И меня будто подменили. Бутылка стала утешением, а потом — привычкой. Вчера Наташа увидела, как я пьяный обнимал какую-то Верку у подъезда. Не стала лезть в драку — решила поговорить вечером. Но я не пришёл. А утром застал её с чемоданом.
— Чего уставилась? — прохрипел я, еле стоя на ногах. — Вали отсюда, пустоцвет! Верка мне сына родит, не то что ты…
Она даже не расплакалась. Просто взяла вещи и вышла, тихо прикрыв дверь. А я, дурак, ещё крикнул ей вдогонку: «Пойдём, Верка, детей делать будем!»
Но что-то во мне дрогнуло. Может, мамин взгляд из прошлого, может, её молчание. Я рухнул на диван, а Верка вдруг стала мне противна. Через час она ушла, бормоча что-то про «ненормального».
А Наташа… Наташа вернулась. Не сразу — пожила у тёти Гали, нашей бывшей квартирантки. Потом пришла, будто ничего не случилось. Не упрекала, не кричала. Просто начала меня вытаскивать.
Сначала я не понимал, почему она так уверена, что я справлюсь. Но она варила мне травяные отвары, заставляла мыться в странно пахнущей ванне, подливая в суп какие-то капли. Через неделю я протрезвел. Через месяц — попросил прощения.

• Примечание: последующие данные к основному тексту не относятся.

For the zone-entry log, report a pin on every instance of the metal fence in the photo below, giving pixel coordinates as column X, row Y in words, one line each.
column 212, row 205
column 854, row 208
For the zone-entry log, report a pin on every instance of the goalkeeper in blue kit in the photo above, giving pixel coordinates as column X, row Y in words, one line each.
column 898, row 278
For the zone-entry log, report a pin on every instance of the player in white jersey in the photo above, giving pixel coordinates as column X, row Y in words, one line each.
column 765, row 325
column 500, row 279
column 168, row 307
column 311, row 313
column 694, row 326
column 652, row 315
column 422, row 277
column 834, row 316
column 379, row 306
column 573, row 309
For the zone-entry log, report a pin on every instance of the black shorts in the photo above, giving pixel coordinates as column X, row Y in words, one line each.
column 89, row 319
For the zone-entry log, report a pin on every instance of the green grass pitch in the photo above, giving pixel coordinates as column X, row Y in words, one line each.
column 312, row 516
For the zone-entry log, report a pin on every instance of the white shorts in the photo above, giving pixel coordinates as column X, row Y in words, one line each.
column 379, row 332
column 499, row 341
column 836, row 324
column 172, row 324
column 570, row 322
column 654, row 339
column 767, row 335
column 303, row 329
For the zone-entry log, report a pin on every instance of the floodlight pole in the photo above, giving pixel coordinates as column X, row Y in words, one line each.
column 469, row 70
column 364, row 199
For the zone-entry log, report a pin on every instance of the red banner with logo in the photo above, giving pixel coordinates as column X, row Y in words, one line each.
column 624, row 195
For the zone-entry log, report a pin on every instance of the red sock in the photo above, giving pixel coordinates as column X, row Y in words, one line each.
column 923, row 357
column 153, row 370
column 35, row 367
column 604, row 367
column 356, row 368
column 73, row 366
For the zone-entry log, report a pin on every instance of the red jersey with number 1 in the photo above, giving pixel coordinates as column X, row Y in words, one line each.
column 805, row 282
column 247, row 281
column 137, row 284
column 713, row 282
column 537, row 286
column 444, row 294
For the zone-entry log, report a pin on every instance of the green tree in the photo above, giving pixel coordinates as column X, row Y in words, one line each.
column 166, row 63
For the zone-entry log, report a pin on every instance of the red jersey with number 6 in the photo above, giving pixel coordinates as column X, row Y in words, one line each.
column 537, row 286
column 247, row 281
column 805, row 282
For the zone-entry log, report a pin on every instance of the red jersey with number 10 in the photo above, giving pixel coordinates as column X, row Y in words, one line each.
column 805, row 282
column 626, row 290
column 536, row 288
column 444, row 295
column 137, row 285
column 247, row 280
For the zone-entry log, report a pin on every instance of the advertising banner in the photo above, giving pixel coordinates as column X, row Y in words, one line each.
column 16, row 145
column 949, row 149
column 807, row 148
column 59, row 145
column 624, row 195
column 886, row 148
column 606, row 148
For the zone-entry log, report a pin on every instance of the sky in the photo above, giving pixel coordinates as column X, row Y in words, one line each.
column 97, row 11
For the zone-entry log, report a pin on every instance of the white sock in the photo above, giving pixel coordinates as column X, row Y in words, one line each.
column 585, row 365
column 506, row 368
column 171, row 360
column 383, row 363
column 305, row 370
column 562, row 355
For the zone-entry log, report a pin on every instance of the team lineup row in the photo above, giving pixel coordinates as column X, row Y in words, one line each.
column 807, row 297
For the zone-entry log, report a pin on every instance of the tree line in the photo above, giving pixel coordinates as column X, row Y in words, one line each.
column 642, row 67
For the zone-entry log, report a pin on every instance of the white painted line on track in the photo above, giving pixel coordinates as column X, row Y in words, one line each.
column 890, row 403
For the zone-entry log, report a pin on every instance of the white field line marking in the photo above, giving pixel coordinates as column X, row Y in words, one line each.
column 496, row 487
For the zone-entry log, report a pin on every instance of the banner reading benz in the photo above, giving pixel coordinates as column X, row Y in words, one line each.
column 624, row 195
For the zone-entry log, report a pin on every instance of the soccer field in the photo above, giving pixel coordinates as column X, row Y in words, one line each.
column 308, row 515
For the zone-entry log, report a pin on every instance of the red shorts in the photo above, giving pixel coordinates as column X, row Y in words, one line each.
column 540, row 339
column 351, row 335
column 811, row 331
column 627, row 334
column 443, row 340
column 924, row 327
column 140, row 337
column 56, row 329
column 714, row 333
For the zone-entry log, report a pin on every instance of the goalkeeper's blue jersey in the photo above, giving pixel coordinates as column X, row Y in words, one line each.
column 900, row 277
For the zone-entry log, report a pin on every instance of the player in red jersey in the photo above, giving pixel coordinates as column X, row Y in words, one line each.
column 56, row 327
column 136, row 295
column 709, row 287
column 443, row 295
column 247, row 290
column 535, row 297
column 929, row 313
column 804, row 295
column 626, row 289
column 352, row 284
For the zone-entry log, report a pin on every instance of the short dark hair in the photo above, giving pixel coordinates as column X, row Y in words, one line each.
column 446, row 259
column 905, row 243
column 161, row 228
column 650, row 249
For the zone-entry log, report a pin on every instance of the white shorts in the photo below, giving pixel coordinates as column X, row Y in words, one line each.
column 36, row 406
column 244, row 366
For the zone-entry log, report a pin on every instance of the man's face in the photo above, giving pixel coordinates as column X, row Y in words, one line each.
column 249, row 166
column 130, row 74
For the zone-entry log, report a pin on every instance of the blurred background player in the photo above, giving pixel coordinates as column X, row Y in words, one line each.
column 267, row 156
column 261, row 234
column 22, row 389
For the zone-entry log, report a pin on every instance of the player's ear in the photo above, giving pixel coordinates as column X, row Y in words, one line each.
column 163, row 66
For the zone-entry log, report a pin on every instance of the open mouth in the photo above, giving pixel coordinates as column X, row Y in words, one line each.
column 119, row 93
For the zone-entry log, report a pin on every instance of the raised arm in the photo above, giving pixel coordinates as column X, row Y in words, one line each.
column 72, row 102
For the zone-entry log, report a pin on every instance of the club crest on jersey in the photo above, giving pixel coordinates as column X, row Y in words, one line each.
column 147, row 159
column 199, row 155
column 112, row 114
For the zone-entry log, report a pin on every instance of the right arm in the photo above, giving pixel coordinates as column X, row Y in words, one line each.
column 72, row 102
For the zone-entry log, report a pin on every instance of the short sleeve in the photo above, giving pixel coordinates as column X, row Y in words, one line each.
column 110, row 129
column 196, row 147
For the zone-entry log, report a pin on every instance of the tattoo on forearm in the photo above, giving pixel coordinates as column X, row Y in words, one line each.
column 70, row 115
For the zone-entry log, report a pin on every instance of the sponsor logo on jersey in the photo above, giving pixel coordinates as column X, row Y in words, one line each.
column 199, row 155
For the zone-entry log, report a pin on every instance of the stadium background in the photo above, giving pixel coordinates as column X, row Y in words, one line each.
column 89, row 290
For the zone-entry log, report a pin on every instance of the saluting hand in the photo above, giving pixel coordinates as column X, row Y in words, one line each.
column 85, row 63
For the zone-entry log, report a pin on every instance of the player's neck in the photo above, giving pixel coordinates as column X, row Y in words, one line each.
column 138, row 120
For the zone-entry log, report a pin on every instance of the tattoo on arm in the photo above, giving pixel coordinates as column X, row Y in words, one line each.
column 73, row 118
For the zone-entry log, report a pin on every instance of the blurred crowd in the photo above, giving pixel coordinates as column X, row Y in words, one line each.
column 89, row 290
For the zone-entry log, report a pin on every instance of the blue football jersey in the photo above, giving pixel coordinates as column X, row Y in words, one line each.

— Не надо обещаний, — сказала она. — Просто будь со мной.
И сегодня… Сегодня я веду её из роддома. На руках — двойня: Саша и Машенька. Врачи говорили, детей не будет. Но мы смогли.
**Вывод:** Женщины — они как берёзы. Гнётся под ветром, но не ломается. И если любит — вытащит даже со дна. Главное — вовремя опомниться.